Both Man-su and his stepson have plans. Si-one and his best friend Geon-ho steal iPhones from Geon-ho’s father. Man-su decides to murder his competitors for a comparable job. Si-one’s plans go better, but they do get caught. Man-su’s murderous ways are comically thwarted and even when successful, awkwardly accomplished.
In some ways, the film, “No Other Way,” reminded me of the murder mysteries of ambitions to inherit fortunes or titles such as the Tony Award-winning musical comedy “A Gentleman’s Guide to Love and Murder” (also based on a book, Ron Horniman’s “Israel Rank: The Autobiography of a Criminal”). Instead of an inheritance, it is a job that is the reward at the end. Maybe “No Other Way” is this generation’s “How to Succeed in Business Without Really Trying.”

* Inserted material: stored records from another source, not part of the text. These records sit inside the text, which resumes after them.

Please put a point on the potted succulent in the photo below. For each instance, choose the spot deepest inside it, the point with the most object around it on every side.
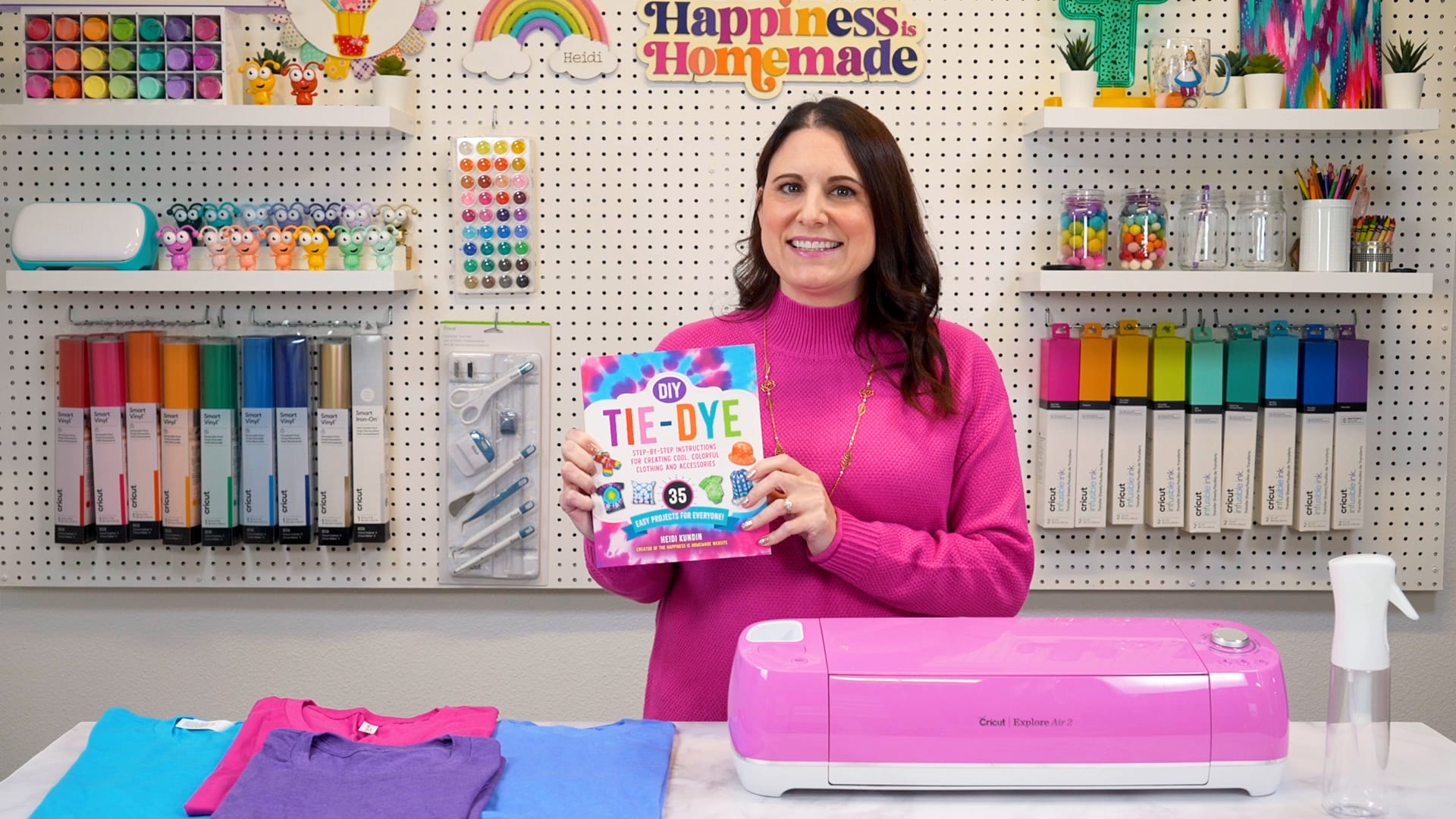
(392, 83)
(1238, 63)
(1404, 82)
(1264, 82)
(1079, 80)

“No Other Way” is not a musical, but with the power of K-pop, it could be. In any case, during the film, we also see cut trees. We see machines that far surpass the technology of 1968, when the protagonist of “Train Dreams” dies. But Grainier left logging decades before his death when the technology puzzled him and he could no longer relate to the people. Granier, like Man-su finds comfort in a house that has ties to family.
In the end, Man-su also distances himself from his colleagues and ends up alone in his work life. In a land that was liberated from Japanese Imperialism, split through ideology into two countries, Man-su suffers under multinational corporation invasion of an American company where cultural understand and personal relationships are deemed superfluous. Man-su and his co-workers become victims to the relentless forward march of progress in a global economy with the only comfort and stability coming from family.

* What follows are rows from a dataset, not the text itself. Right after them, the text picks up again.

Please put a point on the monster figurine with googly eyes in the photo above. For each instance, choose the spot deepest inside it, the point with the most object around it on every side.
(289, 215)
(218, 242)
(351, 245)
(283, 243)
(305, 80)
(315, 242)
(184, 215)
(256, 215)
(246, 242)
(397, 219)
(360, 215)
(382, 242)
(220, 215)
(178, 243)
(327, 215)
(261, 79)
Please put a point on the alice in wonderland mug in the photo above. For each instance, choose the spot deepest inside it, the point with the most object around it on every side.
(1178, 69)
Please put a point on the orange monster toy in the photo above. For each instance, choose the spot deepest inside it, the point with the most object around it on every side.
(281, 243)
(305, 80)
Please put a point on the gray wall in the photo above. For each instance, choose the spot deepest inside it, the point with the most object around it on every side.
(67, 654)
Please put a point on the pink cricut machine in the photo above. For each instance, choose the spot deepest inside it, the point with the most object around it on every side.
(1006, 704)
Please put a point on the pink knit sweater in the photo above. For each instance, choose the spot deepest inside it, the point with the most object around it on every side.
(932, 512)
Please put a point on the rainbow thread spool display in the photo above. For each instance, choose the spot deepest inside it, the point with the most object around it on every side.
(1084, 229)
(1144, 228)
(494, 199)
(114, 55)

You might not be familiar with the name Lee Byung-hun, but if you loved “KPop Demon Hunters,” you’ll be familiar with his voice. He’s Gwi-Ma, the demon king who allows the Saja Boys to go and try to win music lovers to their side through idol worship. For fans of another Netflix show, “Squid Game,” Lee is the Front Man in all three seasons. Fans of Westerns might remember Lee from his smoldering posturing as Billy Rocks, the knife-throwing hired gun for the 2016 remake of “The Magnificent Seven.” Lee had been in another kind of Western in 2008: “The Good, the Bad, the Weird” as The Bad, or the bandit hitman hired to get the treasure map from the Japanese official in a Korean Western inspired by the 1966 Italian Spaghetti Western “The Good, the Bad and the Ugly.” .
He was also in the Bruce Willis 2013 flick “Red 2.” There’s also his portrayal of Storm Shadow in the “GI Joe” films, “The Rise of Cobra” in 2009 and “Retaliation” in 2013. Fans of the Terminator series will know him as the man who played T-1000 in “Terminator Genisys” in 2014. Lee also was the romantic lead in the highly rated award-winning South Korean TV series “Mr. Sunshine”( 미스터 션샤인; Miseuteo Syeonsyain) which streamed on Netflix. The role garnered Lee a Best Actor award at the Baeksang Arts Awards.

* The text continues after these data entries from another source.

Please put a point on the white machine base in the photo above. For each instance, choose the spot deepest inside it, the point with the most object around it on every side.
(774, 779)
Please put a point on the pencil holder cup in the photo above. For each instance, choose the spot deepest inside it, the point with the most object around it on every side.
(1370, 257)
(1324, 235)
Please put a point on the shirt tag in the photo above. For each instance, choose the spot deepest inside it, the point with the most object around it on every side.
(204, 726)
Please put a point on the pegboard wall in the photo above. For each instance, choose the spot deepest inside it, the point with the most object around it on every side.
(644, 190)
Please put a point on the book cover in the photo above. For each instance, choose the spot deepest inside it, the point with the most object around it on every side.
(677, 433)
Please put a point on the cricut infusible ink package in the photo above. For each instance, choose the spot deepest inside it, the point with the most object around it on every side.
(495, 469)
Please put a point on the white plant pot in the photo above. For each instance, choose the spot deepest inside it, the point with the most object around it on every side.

When you realize that Lee can be both a romantic lead and a serious bad guy, you can better appreciate his portrayal of an inept assassin, desperate to keep his family home and maintain his family’s stability and high level of living. Director Park Chan-wook is capable of handling period dramas as with the 2016 “The Handmaiden” and he’s good at keeping the balance between humor within horrific circumstances as in the recent miniseries “The Sympathizer.” In “No Other Way,” there is no glorification of Man-su means to achieve his ambitions. Yet we still sympathize with him as with sympathized with the undercover North Vietnamese spy (Captain in “The Sympathizer”).
“No Other Way” had its world premiere at the 82nd Venice International Film Festival in August 2025. It is nominated for Best Motion Picture, Best Foreign Language Film and Best Actor for the Golden Globes and it is the South Korean entry for Best International Feature Film for the Academy Awards.